Archiv für August, 2008

Californication

Posted in Serienjunkietum with tags , , , , , , , , on Freitag, 29. August 2008 by mediensucht

Eigentlich wollte ich heute über eine andere Serie schreiben. Aus gegebenem Anlass ziehe ich aber eine für später vorgesehene Review vor. Heute ging durch die Medien (z.B. 1, 2), dass sich der vorwiegend aus Akte X bekannte Schauspieler David Duchovny wegen seiner Sexsucht behandeln lassen will. Diese Meldungen zauberten mir ein Lächeln auf die Lippen. Ausgerechnet Duchovny, der in seiner aktuellen Serie Californication einen Schriftsteller spielt, welcher ziemlich oft zur Krisenbewältigung der Fleischeslust frönt, hat vom oftmaligen Kopulieren die Nase voll?

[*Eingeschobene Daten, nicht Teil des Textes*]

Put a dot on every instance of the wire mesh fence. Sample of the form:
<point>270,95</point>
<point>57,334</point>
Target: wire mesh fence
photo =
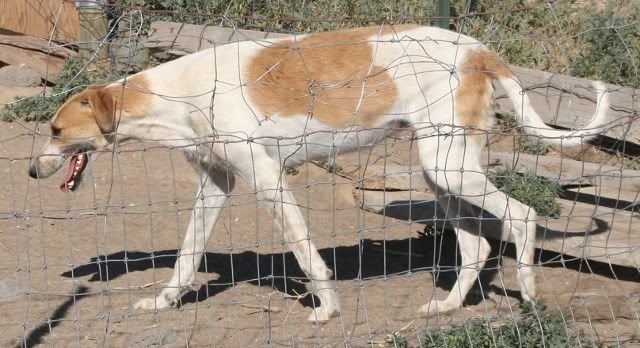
<point>378,200</point>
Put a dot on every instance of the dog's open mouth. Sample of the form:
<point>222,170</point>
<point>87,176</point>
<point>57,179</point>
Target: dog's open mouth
<point>77,165</point>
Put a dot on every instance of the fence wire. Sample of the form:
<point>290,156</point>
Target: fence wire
<point>75,264</point>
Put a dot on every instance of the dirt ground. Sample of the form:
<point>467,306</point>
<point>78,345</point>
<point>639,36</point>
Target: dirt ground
<point>71,266</point>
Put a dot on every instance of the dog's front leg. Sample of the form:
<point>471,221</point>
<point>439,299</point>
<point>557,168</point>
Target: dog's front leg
<point>209,202</point>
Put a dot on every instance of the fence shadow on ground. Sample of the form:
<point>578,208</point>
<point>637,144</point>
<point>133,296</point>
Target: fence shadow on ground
<point>367,259</point>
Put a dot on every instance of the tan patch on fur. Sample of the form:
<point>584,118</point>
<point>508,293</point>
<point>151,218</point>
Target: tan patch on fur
<point>135,96</point>
<point>77,120</point>
<point>327,76</point>
<point>474,95</point>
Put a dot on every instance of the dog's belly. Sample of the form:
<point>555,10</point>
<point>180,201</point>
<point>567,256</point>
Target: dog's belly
<point>294,140</point>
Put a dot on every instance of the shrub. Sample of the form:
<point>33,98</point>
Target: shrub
<point>533,328</point>
<point>611,49</point>
<point>41,108</point>
<point>535,191</point>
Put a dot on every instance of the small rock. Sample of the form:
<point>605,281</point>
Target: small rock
<point>19,76</point>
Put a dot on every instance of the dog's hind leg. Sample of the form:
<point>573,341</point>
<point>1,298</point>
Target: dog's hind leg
<point>451,163</point>
<point>474,250</point>
<point>210,199</point>
<point>265,173</point>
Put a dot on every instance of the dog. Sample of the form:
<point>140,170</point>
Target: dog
<point>248,109</point>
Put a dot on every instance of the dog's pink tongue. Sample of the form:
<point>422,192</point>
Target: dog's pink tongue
<point>64,187</point>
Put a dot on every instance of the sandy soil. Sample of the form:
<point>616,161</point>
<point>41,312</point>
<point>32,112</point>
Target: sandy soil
<point>71,266</point>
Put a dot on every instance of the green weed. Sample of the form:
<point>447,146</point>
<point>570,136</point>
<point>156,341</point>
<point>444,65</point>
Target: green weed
<point>534,327</point>
<point>535,191</point>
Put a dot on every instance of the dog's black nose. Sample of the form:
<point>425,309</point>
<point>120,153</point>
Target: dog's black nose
<point>33,172</point>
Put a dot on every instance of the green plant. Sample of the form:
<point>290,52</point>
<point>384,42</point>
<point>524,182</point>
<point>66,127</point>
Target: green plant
<point>398,340</point>
<point>40,108</point>
<point>535,191</point>
<point>611,49</point>
<point>531,145</point>
<point>534,327</point>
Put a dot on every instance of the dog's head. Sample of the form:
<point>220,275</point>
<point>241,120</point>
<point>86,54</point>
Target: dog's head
<point>83,123</point>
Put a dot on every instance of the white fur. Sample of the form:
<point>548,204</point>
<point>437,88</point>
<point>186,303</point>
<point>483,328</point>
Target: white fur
<point>224,130</point>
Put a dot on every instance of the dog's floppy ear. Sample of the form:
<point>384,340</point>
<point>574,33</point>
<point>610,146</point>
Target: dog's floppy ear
<point>103,105</point>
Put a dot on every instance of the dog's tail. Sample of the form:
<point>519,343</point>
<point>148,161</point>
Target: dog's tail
<point>484,61</point>
<point>533,123</point>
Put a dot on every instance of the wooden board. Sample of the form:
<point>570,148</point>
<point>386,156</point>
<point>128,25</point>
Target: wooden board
<point>181,39</point>
<point>46,19</point>
<point>47,60</point>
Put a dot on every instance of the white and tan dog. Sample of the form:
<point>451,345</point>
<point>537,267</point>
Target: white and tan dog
<point>249,108</point>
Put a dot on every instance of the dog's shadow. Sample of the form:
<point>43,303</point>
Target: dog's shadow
<point>367,259</point>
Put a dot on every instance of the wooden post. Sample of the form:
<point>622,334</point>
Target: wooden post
<point>443,13</point>
<point>93,30</point>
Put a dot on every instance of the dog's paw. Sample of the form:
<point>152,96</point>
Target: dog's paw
<point>159,302</point>
<point>435,307</point>
<point>323,314</point>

Da muss man sich doch um diese ausgezeichnete Serie Sorgen machen, die weit mehr ist als Sex and the City für Männer oder ein schmuddeliges Softporno.

Californication handelt also vom ehemals sehr erfolgreichen Autor Hank Moody, der nach der Trennung von seiner Frau Karen (Natascha McElhone) nur noch ein Lotterleben führt und seine Krisen mit Alkohol ertränkt bzw. mit Sexspielchen und Affären verdrängt. Meistens mit von der Partie ist Hanks Manager und Freund Charlie Runkle (Evan Handler), dessen Ehe wegen unerfüllter erotischer Fantasien kriselt. Hank zieht es aber eigentlich zu seiner Ex-Frau Karen und der Tochter Becca (Madeleine Martin) zurück. Dummerweise hat sich Karen aber mit dem konservativen Bill Lewis (Damian Young) verlobt und will sich nicht zurückerobern lassen. Hinzu kommen noch einige brisante Verstrickungen, die hier aber unerklärt bleiben sollen.

Trotz ihrer teils recht expliziten Darstellung von Sex ist die Serie weit komplexer und auch warmherziger, als der unvertraute Zapper vermuten mag. Nicht ohne Grund wurde Californication beispielsweise für den Golden Globe als beste Comedy-Serie nominiert. Ein Globe 2008 ging dann auch an Duchovny als besten Hauptdarsteller in einer Comedy-Serie. Diese Einstufung als Comedy-Serie wird Californication nicht ganz gerecht. Natürlich ist die Serie sehr amüsant geschrieben, die Scherze wunderbar zynisch und derb, doch gerade auch in den ruhigen und ernsten Momenten liegen die Stärken von Californication. Die Mischung macht es mal wieder. Das Timing ist meist perfekt, was die Serie zu einem durchgängig sehr unterhaltsamen Zeitvertreib macht.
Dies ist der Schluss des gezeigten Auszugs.